Retreat was glorious, thank you for asking.  And yes, I got lots of silence!  Some of you found that – how to put it? – hard to picture. I will not speculate as to whether that says more about me, or them.  But silence it was, and silence before the Lord brings forth good fruit.
Of course, I did some reading while I was there, and one of the books was God or Nothingby Cardinal Robert Sarah.  It came out in 2015 and made quite the splash in Catholic circles, so yes, I am behind the curve – or at least behind in my reading.  But I enjoyed reading about the Cardinal’s boyhood in a tiny village in Guinea, his encounter with Christ through French Holy Ghost missionary priests, his priestly discernment and formation, and his survival and leadership of the church in Guinea under a bloodthirsty Marxist dictator.  He also reflects on the state of the Church, the modern world, and all he has learned from the three Popes he has served intimately.

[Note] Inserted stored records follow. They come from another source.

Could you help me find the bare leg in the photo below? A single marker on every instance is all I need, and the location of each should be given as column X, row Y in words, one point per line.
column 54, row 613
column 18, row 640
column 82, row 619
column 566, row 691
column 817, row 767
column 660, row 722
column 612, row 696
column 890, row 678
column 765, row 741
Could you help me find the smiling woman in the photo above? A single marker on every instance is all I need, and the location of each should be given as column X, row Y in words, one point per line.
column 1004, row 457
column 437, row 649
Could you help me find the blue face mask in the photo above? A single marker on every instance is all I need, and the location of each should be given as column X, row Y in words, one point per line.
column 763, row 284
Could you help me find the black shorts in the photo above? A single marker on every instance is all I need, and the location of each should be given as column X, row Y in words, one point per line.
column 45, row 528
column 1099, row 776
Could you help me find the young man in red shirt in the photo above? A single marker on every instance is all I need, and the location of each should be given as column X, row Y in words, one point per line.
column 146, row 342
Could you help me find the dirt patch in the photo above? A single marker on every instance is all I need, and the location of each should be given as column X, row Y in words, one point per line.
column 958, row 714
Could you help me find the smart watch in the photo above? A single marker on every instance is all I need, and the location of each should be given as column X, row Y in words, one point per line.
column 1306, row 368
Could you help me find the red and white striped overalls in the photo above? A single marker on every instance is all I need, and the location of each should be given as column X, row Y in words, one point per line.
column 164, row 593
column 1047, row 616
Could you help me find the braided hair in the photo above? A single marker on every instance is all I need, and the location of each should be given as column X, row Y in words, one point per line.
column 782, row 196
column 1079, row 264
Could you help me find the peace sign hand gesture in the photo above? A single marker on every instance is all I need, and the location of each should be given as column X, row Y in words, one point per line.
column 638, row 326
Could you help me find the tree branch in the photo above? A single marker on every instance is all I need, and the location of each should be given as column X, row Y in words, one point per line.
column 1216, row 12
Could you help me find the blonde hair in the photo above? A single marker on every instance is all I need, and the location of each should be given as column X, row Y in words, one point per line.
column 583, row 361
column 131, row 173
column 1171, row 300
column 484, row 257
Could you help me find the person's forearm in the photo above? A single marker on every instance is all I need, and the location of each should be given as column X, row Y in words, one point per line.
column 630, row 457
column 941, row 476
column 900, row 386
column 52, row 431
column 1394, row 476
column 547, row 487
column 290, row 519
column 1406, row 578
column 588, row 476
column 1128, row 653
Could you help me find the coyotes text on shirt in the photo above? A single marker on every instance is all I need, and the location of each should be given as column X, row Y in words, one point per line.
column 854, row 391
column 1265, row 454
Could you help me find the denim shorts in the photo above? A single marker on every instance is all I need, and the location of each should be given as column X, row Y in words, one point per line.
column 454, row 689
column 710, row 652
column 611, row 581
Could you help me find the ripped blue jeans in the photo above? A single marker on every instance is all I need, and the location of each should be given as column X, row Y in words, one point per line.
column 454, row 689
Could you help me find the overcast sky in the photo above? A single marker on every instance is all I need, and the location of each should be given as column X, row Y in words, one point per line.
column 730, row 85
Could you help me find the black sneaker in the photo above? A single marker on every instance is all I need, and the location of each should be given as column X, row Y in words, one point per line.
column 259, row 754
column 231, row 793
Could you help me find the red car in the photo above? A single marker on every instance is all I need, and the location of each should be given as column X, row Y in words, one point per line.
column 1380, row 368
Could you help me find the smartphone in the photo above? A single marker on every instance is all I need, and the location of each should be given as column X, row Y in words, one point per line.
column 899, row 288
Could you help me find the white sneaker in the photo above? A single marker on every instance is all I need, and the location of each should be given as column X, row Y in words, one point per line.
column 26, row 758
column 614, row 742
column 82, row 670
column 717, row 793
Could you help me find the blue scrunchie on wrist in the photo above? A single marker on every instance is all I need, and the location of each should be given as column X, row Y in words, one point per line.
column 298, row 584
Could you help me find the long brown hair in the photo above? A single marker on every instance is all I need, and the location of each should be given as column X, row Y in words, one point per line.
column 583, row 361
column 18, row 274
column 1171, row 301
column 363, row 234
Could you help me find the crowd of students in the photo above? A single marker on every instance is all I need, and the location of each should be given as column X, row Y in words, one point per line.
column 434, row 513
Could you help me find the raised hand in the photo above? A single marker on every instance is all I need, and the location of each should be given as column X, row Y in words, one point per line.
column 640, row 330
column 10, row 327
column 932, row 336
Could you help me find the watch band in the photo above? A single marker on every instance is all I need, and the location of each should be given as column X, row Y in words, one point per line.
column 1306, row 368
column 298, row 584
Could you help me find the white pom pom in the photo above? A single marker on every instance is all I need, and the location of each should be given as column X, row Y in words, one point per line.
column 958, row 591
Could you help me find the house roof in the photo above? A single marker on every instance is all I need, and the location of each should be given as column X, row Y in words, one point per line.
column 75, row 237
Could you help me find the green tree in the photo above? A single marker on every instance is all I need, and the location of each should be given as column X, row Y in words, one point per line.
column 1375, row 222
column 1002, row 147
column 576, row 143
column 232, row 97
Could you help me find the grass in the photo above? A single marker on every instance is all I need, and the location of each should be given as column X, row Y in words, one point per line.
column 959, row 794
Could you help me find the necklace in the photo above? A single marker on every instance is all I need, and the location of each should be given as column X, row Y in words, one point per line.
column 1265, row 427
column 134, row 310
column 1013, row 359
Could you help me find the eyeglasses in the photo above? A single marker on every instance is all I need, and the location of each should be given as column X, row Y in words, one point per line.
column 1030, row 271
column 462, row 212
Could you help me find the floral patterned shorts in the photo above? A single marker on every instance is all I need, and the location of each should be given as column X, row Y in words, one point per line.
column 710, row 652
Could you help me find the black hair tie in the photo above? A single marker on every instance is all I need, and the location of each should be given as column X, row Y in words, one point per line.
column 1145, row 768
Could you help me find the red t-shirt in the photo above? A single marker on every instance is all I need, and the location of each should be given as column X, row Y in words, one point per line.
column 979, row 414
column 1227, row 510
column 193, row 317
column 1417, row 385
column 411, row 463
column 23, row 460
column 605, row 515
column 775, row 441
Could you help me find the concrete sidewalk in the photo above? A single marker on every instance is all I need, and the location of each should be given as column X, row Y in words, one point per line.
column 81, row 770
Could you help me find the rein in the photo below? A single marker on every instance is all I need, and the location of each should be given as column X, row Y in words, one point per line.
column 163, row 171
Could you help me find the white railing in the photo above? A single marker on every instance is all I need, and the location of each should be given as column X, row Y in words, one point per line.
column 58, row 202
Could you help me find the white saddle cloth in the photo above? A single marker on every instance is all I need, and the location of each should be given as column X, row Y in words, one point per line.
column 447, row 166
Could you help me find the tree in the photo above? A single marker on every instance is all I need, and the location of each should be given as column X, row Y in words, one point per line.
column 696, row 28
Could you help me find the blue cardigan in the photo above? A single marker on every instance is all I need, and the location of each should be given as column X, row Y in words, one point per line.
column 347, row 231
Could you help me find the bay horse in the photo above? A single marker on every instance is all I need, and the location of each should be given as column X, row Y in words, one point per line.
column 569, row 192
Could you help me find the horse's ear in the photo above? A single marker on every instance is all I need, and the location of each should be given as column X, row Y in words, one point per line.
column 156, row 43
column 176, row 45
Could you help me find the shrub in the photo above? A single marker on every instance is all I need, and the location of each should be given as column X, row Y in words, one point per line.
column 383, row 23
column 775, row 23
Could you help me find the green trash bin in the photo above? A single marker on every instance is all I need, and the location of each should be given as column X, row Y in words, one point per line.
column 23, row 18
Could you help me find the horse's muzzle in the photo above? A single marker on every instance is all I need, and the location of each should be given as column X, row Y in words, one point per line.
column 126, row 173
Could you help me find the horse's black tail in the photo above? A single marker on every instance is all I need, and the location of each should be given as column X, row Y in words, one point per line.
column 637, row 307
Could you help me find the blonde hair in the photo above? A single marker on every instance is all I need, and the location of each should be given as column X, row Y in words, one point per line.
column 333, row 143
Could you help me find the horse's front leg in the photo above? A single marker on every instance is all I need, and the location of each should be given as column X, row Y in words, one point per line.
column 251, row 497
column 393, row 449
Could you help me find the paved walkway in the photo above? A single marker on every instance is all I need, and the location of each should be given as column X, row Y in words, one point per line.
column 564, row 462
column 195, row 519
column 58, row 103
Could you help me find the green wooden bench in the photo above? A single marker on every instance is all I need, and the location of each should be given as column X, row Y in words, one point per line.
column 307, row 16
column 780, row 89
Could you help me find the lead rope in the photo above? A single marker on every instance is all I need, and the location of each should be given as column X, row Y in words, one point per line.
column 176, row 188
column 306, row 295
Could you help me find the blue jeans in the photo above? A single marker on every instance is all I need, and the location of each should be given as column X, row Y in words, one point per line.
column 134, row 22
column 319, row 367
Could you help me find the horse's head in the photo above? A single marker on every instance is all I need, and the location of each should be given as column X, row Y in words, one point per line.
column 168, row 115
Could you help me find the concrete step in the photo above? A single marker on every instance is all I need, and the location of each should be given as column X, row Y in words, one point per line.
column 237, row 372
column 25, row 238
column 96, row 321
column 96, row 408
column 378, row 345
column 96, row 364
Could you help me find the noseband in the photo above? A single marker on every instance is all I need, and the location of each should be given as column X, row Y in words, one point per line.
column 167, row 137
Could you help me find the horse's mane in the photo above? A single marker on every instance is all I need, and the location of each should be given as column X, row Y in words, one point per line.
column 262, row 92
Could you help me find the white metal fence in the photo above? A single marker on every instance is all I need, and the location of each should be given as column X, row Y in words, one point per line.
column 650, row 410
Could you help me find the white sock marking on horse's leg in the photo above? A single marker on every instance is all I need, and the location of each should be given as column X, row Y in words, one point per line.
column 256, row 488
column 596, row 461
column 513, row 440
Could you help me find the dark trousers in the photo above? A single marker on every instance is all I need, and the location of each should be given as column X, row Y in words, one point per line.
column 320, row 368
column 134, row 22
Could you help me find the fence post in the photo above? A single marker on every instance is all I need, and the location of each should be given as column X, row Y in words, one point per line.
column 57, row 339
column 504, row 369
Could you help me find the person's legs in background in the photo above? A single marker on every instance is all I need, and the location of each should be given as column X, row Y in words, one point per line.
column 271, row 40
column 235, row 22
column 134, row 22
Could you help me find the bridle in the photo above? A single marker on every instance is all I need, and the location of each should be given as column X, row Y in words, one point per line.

In regarding how Catholics have become immersed in the relativistic culture that dominates the West, and the dangers that poses, he quoted at some length Dominus Iesus, a document issued in 2000 under Pope Saint John Paul II, written by then-Cardinal Joseph Ratzinger. 
The Church's constant missionary proclamation is endangered today by relativistic theories which seek to justify religious pluralism, not only de facto but also de iure(or in principle).  As a consequence, it is held that certain truths have been superseded; for example, the definitive and complete character of the revelation of Jesus Christ, the nature of Christian faith as compared with that of belief in other religions, the inspired nature of the books of Sacred Scripture, the personal unity between the Eternal Word and Jesus of Nazareth, the unity of the economy of the Incarnate Word and the Holy Spirit, the unicity and salvific universality of the mystery of Jesus Christ, the universal salvific mediation of the Church, the inseparability — while recognizing the distinction — of the kingdom of God, the kingdom of Christ, and the Church, and the subsistence of the one Church of Christ in the Catholic Church. (…)
On the basis of such presuppositions, which may evince different nuances, certain theological proposals are developed — at times presented as assertions, and at times as hypotheses — in which Christian revelation and the mystery of Jesus Christ and the Church lose their character of absolute truth and salvific universality, or at least shadows of doubt and uncertainty are cast upon them.
Don’t let this happen to you!  That is Cardinal Sarah’s reason for quoting this, and mine too.  But rather than being simply a stern warning, this also offers us grounds for hope, especially in these times of crisis. Rather than just throw up our hands and shrug when we find evil at work in the Church, as if to say, what do you expect from a human institution?, Cardinal Sarah reminds us that the Church is in fact a divine institution, and that should be for us great consolation:
Therefore, in connection with the unicity and universality of the salvific mediation of Jesus Christ, the unicity of the Church founded by him must be firmly believed as a truth of Catholic faith.  Just as there is one Christ, so there exists a single body of Christ, a single Bride of Christ: “a single Catholic and apostolic Church”. Furthermore, the promises of the Lord that he would not abandon his Church(cf. Mt 16:18; 28:20) and that he would guide her by his Spirit(cf. Jn 16:13) mean, according to Catholic faith, that the unicity and the unity of the Church — like everything that belongs to the Church's integrity — will never be lacking.
Dominus Iesus is easy to find on line, short, and easy to read.  Make it your excuse to find some silence!
True doctrine is never a burden, but always a benefit. Sometimes it is worth spending the time and effort it takes to understand the complexities of the developed teaching of the Church, in order to obtain for ourselves the joyful confidence of an authentic, childlike faith.